This turmeric cauliflower with chickpeas and coconut milk is easy, one-pan, and ready in 30 minutes. A healthy, flavor-packed weeknight dinner. Serve over rice, with naan, or over baby spinach.


Ingredients

Units Scale
  • 1 medium cauliflower, cut into florets (see note)
  • 1 tablespoon olive oil
  • 1 fat shallot, diced
  • 4 garlic cloves, roughly chopped
  • 2 teaspoons grated ginger
  • 1 1/2 teaspoons cumin
  • 1 teaspoon turmeric
  • 1 teaspoon yellow curry powder, more to taste
  • 2 teaspoons salt, divided
  • 1 teaspoon pepper
  • 14-ounce can of coconut milk
  • 14-ounce can chickpeas (drained)
  • 1/2 cup water or veggie broth
  • Garnishes: Cilantro, lime, and chili crisp

Instructions

  1. Prep the cauliflower.

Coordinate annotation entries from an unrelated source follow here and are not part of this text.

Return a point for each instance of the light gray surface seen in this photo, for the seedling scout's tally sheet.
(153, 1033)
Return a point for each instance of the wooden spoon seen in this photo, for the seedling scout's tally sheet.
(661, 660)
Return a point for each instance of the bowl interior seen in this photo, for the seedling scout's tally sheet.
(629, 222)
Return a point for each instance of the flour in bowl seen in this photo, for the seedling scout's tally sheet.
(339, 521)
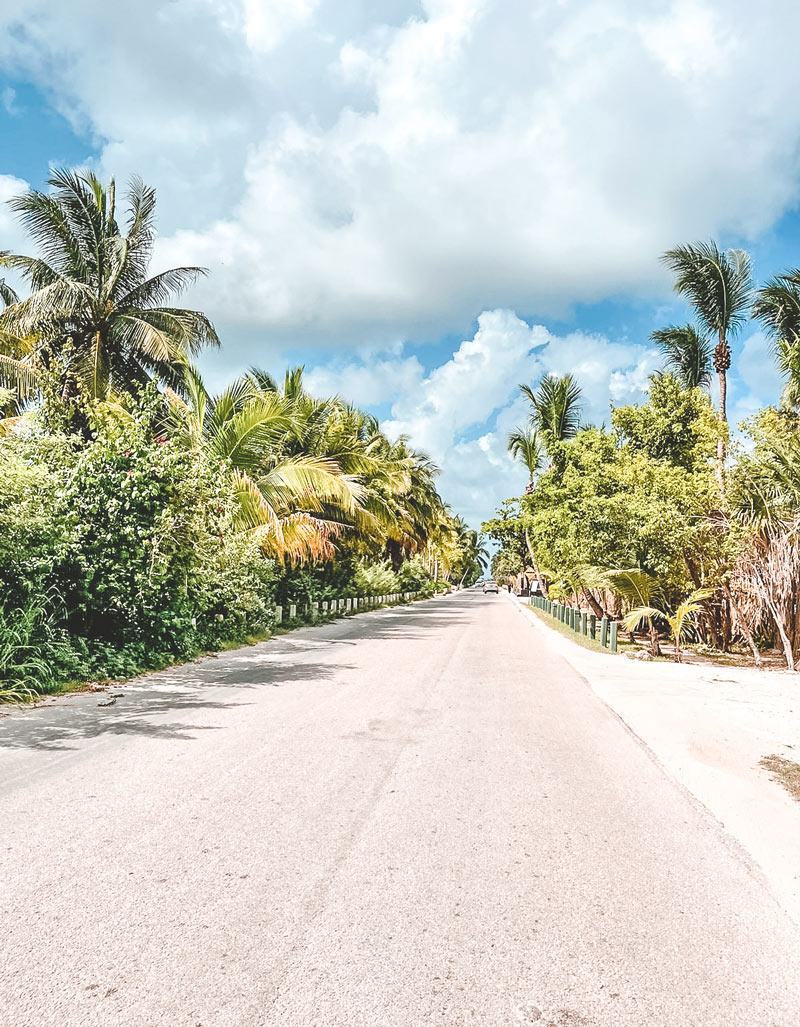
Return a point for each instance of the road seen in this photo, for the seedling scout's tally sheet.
(414, 816)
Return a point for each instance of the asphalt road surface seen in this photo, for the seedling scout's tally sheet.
(413, 816)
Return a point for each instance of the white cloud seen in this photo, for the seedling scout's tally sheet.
(355, 172)
(463, 409)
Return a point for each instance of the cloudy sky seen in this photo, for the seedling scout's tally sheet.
(428, 202)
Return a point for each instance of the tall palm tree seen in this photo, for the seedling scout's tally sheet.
(7, 295)
(556, 407)
(295, 503)
(688, 354)
(92, 312)
(525, 445)
(777, 306)
(718, 284)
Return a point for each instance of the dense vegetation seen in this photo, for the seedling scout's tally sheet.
(661, 519)
(144, 520)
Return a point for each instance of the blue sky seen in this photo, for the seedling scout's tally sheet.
(428, 201)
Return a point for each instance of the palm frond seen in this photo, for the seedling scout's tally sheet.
(688, 354)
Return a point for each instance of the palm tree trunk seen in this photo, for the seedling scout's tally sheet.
(743, 624)
(533, 559)
(655, 649)
(597, 609)
(722, 363)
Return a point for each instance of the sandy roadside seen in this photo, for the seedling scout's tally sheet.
(710, 727)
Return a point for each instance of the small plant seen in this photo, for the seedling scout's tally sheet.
(24, 672)
(678, 621)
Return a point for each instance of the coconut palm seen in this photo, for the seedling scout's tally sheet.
(525, 445)
(777, 306)
(93, 316)
(7, 295)
(295, 503)
(639, 592)
(718, 284)
(678, 620)
(556, 407)
(688, 354)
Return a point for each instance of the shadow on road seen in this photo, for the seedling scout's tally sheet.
(148, 705)
(145, 705)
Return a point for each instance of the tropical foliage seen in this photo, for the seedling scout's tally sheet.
(652, 520)
(145, 518)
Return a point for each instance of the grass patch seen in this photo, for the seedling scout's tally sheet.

Cut the cauliflower into florets, then cut these in half so they have a flat edge. 
  2. Sear the cauliflower. Heat oil in a large skillet or braiser over medium heat. Add the cauliflower, cut side down, letting the flat edges get deeply golden brown; no need to cook it through. Sprinkle with half the salt. Work in batches, or use two skillets.
  3. Season. Make a well in the center, add a little more oil, and stir in the shallot, garlic, and ginger for 1-2 minutes. Combine with cauliflower, and sprinkle in all the spices, remaining salt and pepper, stirring to toast the spices for one minute.
  4. Simmer. Add the coconut milk, chickpeas, and water, and give a good stir. Bring to a simmer, cover the pan and simmer gently until cauliflower is fork tender, roughly 10 minutes.
  5. Taste and adjust.  Squeeze with lime, give a stir, and add more salt and pepper to taste. If you like heat, sprinkle with cayenne. If you want a little sweetness, add ½-1 teaspoon sugar, honey, or maple syrup.
  6. Serve: Drizzle with chili crisp and sprinkle with cilantro. Serve on its own, over rice, or a bed of spinach.

Notes

Cutting the florets in half gives you a flat, straight edge, making it easy to sear and get crispy edges and nice browning.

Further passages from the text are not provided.